Join us as we follow Annie Nussbaum, Perioperative Medicine Service Manager in the Department of Medicine at HSS and first time marathon runner, through her training for the TCS New York City Marathon. This is the third installment of a series documenting her journey, read the first here and second here.
The days are getting shorter and colder, which means the TCS NYC Marathon is right around the corner. I recently went for a physical therapy consult with Mike Silverman, physical therapist at the James M. Benson Sports Rehabilitation Center at HSS, to make sure my Achilles problems from the summer were gone. He tested my strength and observed my running. The good news was that he saw no signs of an Achilles problem. However, he did notice that I have weak hips and glutes. Because of this, I tend to over pronate as I get tired during my runs. He suggested a number of strengthening exercises for my hips and glutes to concentrate on in the next few weeks, along with my regular strength training, foam rolling and stretching routine.
The marathon training is pretty much over, and I’m now just winding down and tapering so my legs will feel well rested come marathon day. I completed my longest run, 20 miles, last weekend and felt pretty good. I took the advice that many people have given me, which is to go at a relaxed, comfortable pace so that you have energy left at the end. It worked well and I even had some energy left for the last mile and a half. I’ve perfected my marathon dinner (linguini with shrimp), my morning breakfast (bagel and peanut butter), and my in-run eating choices (chews and pretzels). I bought a second pair of running shoes so they’ll be broken in for the big day. I’m even prepared to run in the rain, after two Saturdays in a row of rainy long runs. Hopefully there will be no rain on Sunday.

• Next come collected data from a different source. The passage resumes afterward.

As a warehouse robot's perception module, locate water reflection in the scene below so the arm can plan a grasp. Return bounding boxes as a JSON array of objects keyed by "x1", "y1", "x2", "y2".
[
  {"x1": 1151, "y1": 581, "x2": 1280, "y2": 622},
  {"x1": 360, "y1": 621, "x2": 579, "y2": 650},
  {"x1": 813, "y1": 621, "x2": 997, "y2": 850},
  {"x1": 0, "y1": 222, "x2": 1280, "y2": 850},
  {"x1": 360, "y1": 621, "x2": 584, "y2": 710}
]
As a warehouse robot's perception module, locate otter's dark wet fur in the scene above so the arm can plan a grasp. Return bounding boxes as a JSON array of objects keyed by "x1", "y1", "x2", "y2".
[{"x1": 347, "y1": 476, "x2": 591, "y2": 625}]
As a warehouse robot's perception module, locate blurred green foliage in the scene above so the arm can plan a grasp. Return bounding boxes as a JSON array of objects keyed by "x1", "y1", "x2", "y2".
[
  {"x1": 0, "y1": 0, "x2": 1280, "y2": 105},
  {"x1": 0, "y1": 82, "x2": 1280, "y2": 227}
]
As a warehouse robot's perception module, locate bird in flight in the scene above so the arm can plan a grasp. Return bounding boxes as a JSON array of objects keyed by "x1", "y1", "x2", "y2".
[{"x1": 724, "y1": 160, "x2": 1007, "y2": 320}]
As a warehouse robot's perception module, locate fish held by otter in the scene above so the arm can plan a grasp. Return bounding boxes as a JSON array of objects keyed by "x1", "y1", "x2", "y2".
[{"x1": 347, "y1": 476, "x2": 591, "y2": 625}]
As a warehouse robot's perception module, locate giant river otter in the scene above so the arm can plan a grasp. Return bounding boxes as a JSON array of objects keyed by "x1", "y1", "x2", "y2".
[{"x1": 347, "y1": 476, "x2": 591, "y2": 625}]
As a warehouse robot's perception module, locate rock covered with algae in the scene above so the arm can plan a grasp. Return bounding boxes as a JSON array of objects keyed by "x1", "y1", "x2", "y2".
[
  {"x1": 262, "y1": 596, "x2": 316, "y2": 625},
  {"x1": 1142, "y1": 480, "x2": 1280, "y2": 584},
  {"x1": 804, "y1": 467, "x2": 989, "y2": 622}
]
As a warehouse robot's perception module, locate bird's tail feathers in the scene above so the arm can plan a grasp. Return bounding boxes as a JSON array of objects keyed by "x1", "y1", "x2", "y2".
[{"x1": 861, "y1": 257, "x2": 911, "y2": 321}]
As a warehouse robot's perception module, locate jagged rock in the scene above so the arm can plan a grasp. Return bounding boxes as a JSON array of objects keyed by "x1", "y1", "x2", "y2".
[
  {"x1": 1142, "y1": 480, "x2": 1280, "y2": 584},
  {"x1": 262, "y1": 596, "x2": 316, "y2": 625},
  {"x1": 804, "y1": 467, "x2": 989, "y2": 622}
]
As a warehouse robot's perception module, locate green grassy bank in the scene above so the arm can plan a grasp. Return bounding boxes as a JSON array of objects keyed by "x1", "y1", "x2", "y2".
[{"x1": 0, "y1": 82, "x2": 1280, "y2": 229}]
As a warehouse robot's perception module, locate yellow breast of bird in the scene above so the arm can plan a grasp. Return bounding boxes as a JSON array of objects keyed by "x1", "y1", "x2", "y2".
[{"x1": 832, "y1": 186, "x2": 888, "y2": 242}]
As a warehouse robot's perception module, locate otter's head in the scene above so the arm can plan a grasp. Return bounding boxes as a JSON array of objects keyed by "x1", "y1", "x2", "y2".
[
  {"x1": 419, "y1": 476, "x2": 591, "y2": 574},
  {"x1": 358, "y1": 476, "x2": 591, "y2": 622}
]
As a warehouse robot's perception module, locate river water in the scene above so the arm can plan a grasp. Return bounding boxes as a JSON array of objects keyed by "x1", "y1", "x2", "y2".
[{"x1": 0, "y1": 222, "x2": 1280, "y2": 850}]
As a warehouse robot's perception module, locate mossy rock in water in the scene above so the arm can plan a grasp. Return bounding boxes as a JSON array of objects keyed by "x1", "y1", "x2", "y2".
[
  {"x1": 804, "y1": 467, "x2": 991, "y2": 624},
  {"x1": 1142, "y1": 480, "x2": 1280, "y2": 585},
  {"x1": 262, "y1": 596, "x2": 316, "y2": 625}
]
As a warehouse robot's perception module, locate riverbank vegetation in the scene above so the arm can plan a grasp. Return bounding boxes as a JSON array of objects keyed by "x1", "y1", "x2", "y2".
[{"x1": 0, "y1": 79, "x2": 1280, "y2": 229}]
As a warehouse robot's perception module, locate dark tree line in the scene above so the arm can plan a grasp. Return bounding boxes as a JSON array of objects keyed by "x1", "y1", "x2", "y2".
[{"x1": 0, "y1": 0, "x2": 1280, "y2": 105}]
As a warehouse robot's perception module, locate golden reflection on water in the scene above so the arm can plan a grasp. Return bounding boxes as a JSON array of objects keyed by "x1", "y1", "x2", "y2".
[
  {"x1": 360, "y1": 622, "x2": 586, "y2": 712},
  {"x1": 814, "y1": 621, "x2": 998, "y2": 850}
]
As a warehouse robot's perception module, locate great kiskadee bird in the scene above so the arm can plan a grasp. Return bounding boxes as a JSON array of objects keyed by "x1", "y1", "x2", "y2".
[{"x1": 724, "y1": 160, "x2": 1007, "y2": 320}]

I’m feeling pretty good about my preparation, but you still never know how it will go when the big day comes. Will I really be able to finish? I know that I can get myself to the Bronx (20 miles), but will the excitement of the day and the thousands of cheering fans be enough to get me through the additional 6.2 miles to the finish line in Central Park? I hope so!
Annie Nussbaum is the Perioperative Medicine Service Manager in the Department of Medicine at Hospital for Special Surgery. Originally from Washington, D.C., she has lived in New York since 2008. She is currently training for her first marathon. When she?s not running, she enjoys yoga, traveling, and reading.